0x40ee5cb5 in sigsuspend () from /lib/libc.so.6
(gdb) where
#0  0x40ee5cb5 in sigsuspend () from /lib/libc.so.6
#1  0x40e28c19 in pthread_kill_other_threads_np () 
from /lib/libpthread.so.0
#2  0x40e2aec9 in sem_destroy () from /lib/libpthread.so.0
#3  0x40e26dd6 in pthread_mutex_lock () from /lib/libpthread.so.0
#4  0x0809e53f in Synchronizable::lock (this=0x829b45c) at 
S/synchronizable.cpp:50
#5  0x413a7d07 in QuoteAgentViewData::setSSReply (this=0x829b458, 
ssreply=0x0) at S/quoteAgentViewData.h:58
#6  0x41273195 in QuoteAgent::synchronizeSSReplyObject 
(this=0x81d7540, subject=0xbffebb70, 
    client=0xbffebb90, ss_id=-1) at S/quoteAgent.cpp:2169
#7  0x41271d34 in QuoteAgent::unsubscribe (this=0x81d7540, 
clients=@0xbffec1e0, subjects=@0xbffec1b0)
    at S/quoteAgent.cpp:1974
#8  0x0807cf49 in Rv6ServerProxy::batchunsubscribe (this=0x41131688, 
msg=@0xbffec330)
    at S/rv6_serverproxy.cpp:929
#9  0x080780de in Rv6ServerProxy::processMsg (this=0x41131688, 
msg=@0xbffec330) at S/rv6_serverproxy.cpp:263
#10 0x08077b4e in Rv6ServerProxy::onMsg (this=0x41131688, 
listener=0x827bbb0, msg=@0xbffec330)
    at S/rv6_serverproxy.cpp:184
#11 0x080b8217 in TibrvMsgCallback::onEvent () at S/semaphore.cpp:95
#12 0x080b7bd4 in TibrvEvent::_listenCB () at S/semaphore.cpp:95
#13 0x40053420 in _tibrvQueue_Dispatch () from /local/rv72/lnx86-
24//lib/libtibrv.so
#14 0x4005358c in tibrvQueue_TimedDispatch () from /local/rv72/lnx86-
24//lib/libtibrv.so
#15 0x080b8b3d in TibrvQueue::dispatch () at S/semaphore.cpp:95
#16 0x08091223 in main (argc=7, argv=0xbffec544) at S/main.cpp:72
#17 0x40ed3757 in __libc_start_main () from /lib/libc.so.6


The default mutex is created (fast)
I checked for possible deadlocks , etc , none to my knowledge.
And the same code works fine all the time. Only when its run
for a couple of days continuously it ends up with this hanging issue.


Qns : 

1. When will pthread_mutex_lock end up calling sem_destroy ?
   What are the conditions for this to occur ?

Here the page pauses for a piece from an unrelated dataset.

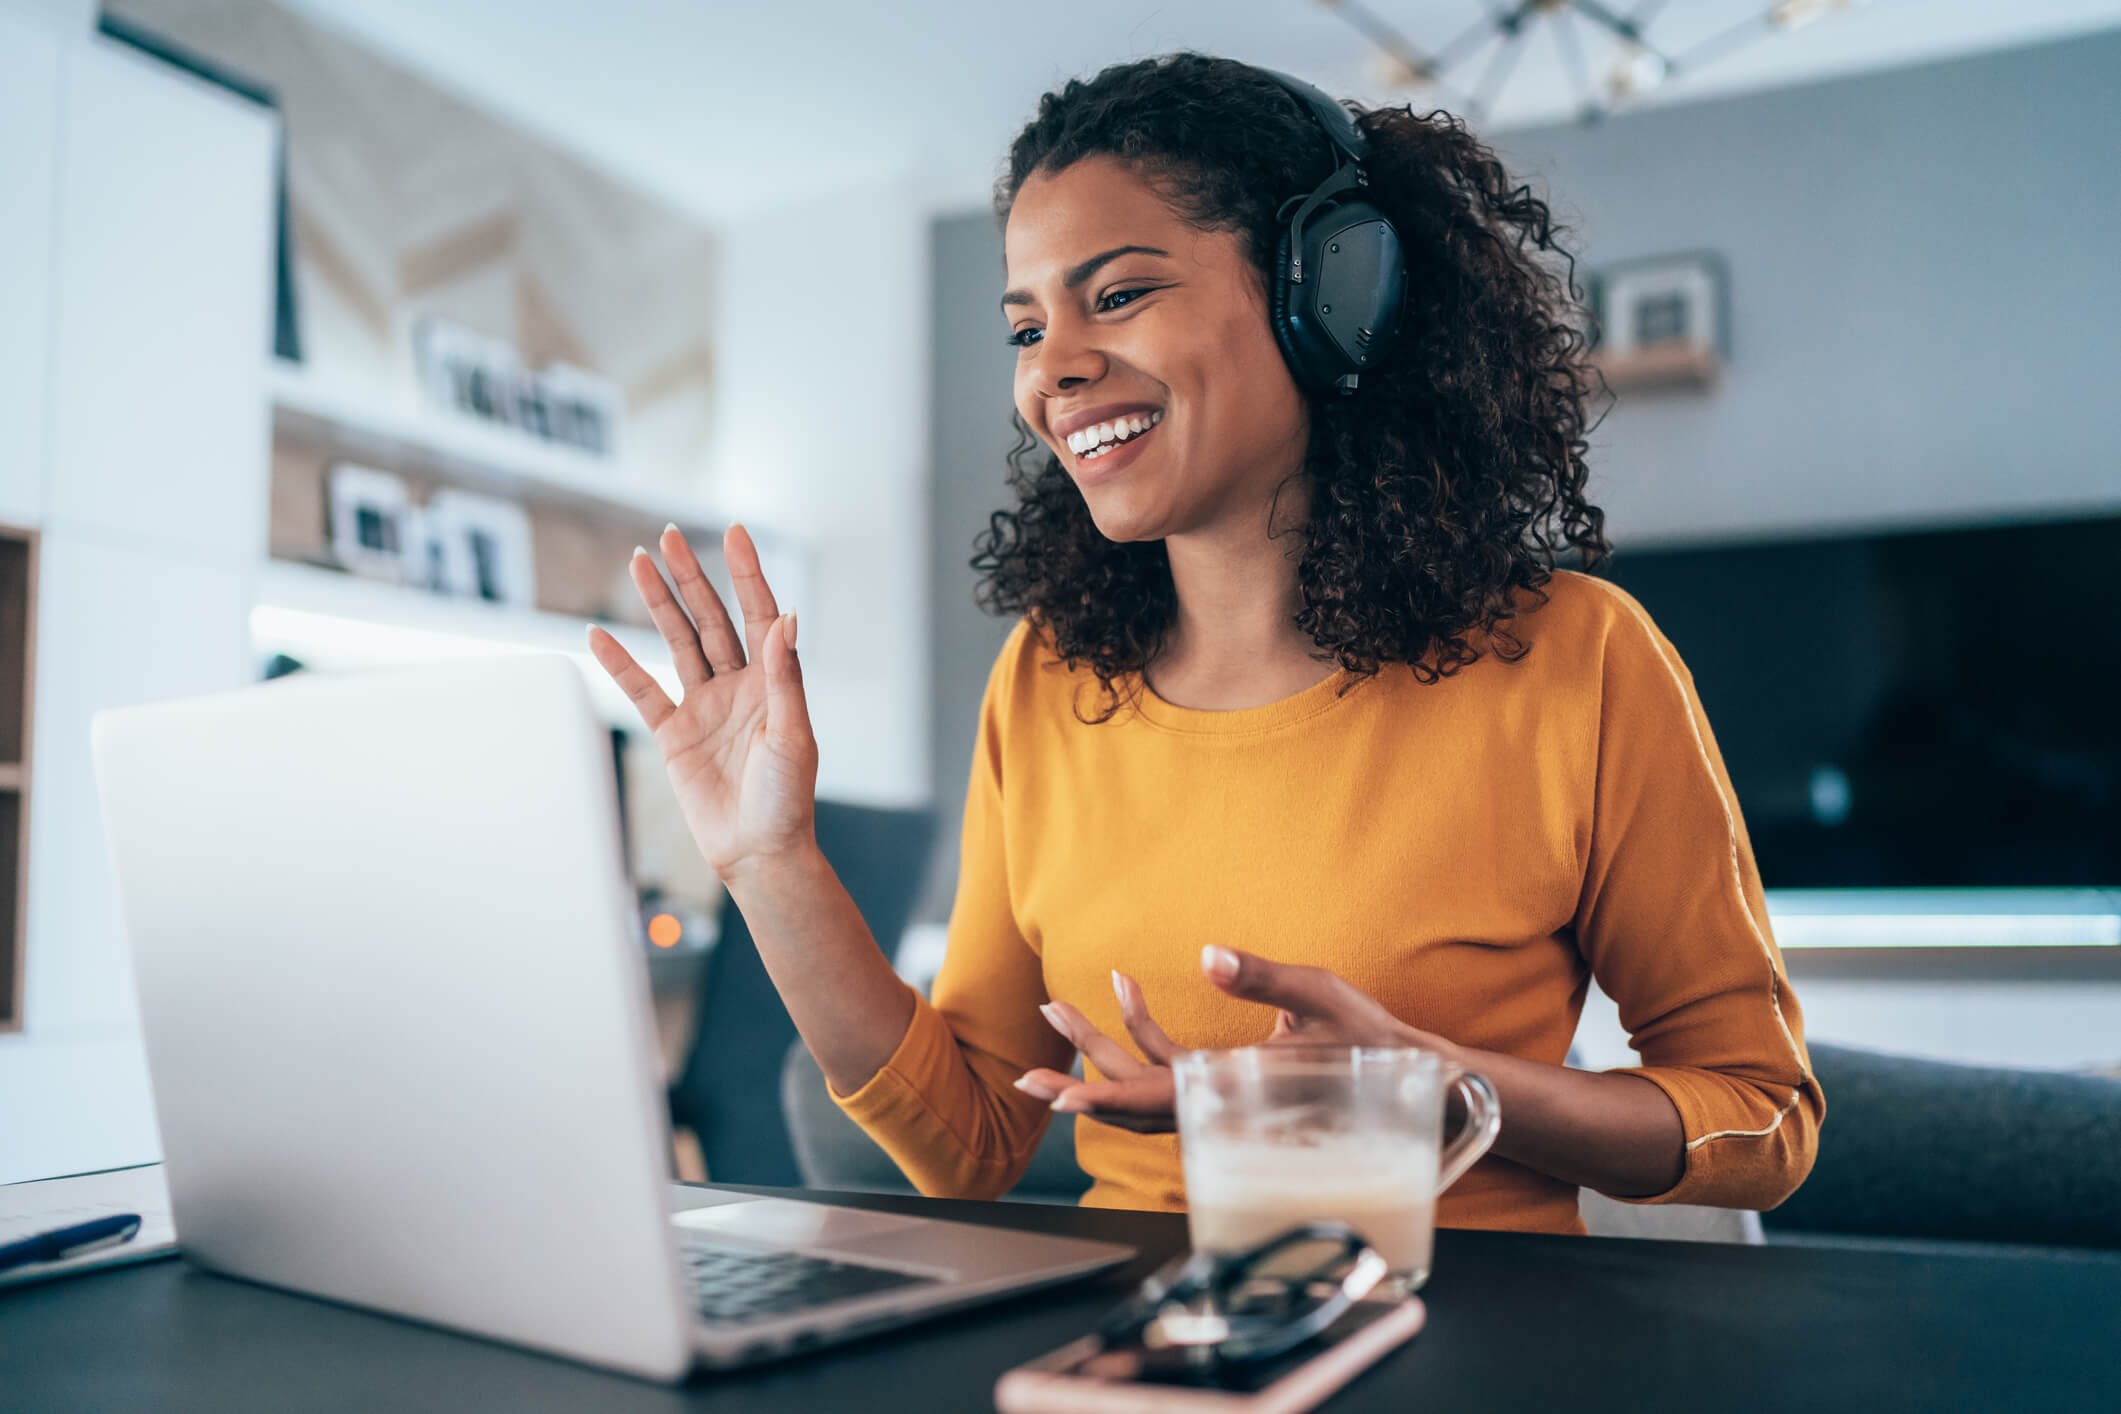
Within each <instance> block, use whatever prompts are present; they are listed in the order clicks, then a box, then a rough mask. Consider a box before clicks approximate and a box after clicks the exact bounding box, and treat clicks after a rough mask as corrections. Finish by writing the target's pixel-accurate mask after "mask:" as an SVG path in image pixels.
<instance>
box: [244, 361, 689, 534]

2. If you see sem_destroy ends up calling
 pthread_kill_other_threads_np
which tries to kill all the threads in the process.

Ideally I've seen  pthread_kill_other_threads_np
call only when the process runs out of resources/descriptors or 
soemthing.

 Why is this being called here ?

3. Any ptrs on known issues on pthread_mutex_lock or when does 
pthread_mutex_lock create the above stack trace will be helpful.


Thanks,
arun


Version-Release number of selected component (if applicable):

glibc 2.2.4

How reproducible:

Happens whenever we run our prog. for a day or two.


Steps to Reproduce:
1.
2.
3.
  
Actual results:


Expected results:


Additional info:

Comment 1 Jakub Jelinek 2004-08-31 11:10:53 UTC
1) pthread_mutex_lock never calls sem_destroy, the backtrace can't be
   truested
2) neither sem_destroy calls pthread_kill_other_threads_np

If you manage to create a small self-contained testcase which points
to a glibc bug (as opposed to broken application locking which is
much more likely), please reopen this bug.
Without it there is really nothing we can do for you.